A Strasbourg, comme à Bruxelles, on n’a pas lésiné sur la distribution. On retrouve Philippe Rouillon en Saint-Bris, toujours éclatant de présence vocale et de diction, et Mireille Delunsch en Valentine, un rôle qui ne tombe pas exactement dans sa voix mais dont elle s’empare avec la conviction qui fait le prix de ses interprétations.
Parmi les nouveaux venus, Karine Deshayes se taille un joli succès en Urbain avec des notes aigues à faire pâlir de jalousie un soprano et un rondo au deuxième acte habilement négocié même si l’air ajouté a posteriori pour le contralto de Marietta Alboni ne correspond pas exactement à la tessiture de la mezzo-soprano française. La Marguerite de Laura Aikin frôle le sans-faute. Joli exploit quand on sait le nombre de difficultés qu’accumule le rôle.
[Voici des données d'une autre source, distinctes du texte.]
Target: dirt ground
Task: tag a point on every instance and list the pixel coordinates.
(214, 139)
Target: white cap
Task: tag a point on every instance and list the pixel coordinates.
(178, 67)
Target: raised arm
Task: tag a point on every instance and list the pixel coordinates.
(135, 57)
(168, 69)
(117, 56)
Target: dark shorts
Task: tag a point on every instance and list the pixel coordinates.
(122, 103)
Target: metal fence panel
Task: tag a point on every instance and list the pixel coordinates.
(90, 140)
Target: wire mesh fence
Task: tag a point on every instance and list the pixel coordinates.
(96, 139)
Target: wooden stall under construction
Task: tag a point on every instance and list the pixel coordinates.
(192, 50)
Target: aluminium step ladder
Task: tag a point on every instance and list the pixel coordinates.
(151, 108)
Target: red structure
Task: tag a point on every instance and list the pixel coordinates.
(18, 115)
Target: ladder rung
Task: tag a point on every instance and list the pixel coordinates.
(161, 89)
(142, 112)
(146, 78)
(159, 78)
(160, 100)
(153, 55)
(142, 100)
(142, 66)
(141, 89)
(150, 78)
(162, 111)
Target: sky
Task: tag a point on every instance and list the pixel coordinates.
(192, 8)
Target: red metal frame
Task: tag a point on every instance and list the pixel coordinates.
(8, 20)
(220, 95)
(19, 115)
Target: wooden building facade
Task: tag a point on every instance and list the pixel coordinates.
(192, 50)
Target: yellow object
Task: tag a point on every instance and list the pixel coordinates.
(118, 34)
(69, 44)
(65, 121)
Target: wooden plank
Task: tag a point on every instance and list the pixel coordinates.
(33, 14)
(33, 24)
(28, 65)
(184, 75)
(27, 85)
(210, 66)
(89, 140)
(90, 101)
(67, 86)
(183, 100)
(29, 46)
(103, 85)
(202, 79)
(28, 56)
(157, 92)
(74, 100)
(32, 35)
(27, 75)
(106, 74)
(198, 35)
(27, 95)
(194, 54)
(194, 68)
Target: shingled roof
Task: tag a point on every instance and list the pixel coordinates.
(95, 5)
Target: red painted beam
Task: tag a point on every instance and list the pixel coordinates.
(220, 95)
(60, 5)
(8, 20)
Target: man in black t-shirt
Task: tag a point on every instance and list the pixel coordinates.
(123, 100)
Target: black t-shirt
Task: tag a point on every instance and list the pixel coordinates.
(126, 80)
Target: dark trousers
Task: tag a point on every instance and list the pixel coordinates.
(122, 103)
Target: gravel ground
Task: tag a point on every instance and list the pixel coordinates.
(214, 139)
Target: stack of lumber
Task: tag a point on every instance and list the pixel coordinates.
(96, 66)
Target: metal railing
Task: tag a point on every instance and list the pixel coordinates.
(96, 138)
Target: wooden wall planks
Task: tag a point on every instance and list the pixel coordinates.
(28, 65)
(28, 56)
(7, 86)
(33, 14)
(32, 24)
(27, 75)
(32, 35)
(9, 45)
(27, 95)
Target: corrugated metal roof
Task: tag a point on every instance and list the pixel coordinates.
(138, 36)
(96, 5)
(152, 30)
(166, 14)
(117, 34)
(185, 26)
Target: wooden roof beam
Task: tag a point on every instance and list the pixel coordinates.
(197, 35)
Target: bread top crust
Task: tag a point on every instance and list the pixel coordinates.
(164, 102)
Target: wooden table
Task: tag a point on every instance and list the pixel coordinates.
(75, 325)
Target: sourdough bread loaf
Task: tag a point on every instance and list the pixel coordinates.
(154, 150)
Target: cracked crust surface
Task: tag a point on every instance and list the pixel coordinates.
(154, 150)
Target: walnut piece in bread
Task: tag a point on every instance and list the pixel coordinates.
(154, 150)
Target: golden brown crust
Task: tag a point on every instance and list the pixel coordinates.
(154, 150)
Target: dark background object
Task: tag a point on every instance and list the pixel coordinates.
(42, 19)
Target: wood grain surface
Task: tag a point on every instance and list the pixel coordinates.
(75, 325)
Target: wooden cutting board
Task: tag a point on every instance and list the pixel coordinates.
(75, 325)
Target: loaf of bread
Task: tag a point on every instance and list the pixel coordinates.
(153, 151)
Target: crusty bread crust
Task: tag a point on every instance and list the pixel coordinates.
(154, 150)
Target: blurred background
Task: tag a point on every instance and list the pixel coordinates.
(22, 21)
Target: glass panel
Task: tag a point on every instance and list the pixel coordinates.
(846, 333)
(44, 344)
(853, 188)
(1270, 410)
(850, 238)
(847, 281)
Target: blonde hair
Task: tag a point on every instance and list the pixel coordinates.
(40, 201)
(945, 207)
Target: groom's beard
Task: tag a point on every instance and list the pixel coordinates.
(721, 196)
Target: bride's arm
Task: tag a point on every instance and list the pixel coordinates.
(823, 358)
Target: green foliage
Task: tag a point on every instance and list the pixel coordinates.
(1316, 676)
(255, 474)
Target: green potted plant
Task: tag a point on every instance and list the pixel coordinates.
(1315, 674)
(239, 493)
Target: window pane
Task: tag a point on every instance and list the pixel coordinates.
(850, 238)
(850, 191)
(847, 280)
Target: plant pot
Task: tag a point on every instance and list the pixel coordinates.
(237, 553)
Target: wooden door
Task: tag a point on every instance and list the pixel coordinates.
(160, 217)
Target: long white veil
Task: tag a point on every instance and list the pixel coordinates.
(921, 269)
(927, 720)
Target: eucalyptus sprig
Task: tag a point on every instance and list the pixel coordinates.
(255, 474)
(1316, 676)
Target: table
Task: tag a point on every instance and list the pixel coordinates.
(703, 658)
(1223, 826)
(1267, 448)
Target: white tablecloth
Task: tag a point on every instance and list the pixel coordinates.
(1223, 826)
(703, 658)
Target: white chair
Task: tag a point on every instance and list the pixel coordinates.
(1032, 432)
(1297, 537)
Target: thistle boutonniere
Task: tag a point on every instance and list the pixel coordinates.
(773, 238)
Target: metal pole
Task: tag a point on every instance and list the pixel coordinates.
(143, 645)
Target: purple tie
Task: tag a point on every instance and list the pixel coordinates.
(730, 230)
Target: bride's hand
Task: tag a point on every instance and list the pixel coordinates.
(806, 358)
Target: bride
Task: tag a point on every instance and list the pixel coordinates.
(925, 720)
La diction n’est pas irréprochable mais le chant est brillant et le timbre suffisamment nourri pour ne pas faire de la reine une soubrette. Sans démériter, Marc Barrard (Nevers) et Wojtek Smilek (Marcel) ne laissent pas un souvenir impérissable. Peut-être parce que Gregory Kunde, malgré lui, leur vole la vedette masculine. Le ténor, emprunté scéniquement durant les deux premiers actes, prend ensuite son envol lorsque le caractère héroïque de Raoul rejoint son propre tempérament. Le duo du IV enchaîné sans ciller avec le grand air du V ne parvient pas à ébranler sa vaillance. Chaque note, projetée à pleine voix, est un uppercut ; l’énergie et la puissance estomaquent. Auparavant « la blanche hermine » a pu laisser sur leur faim les amateurs de suavités. Les délicatesses du contraltino rossinien appartiennent à une autre époque mais la précision belcantiste du trait demeure.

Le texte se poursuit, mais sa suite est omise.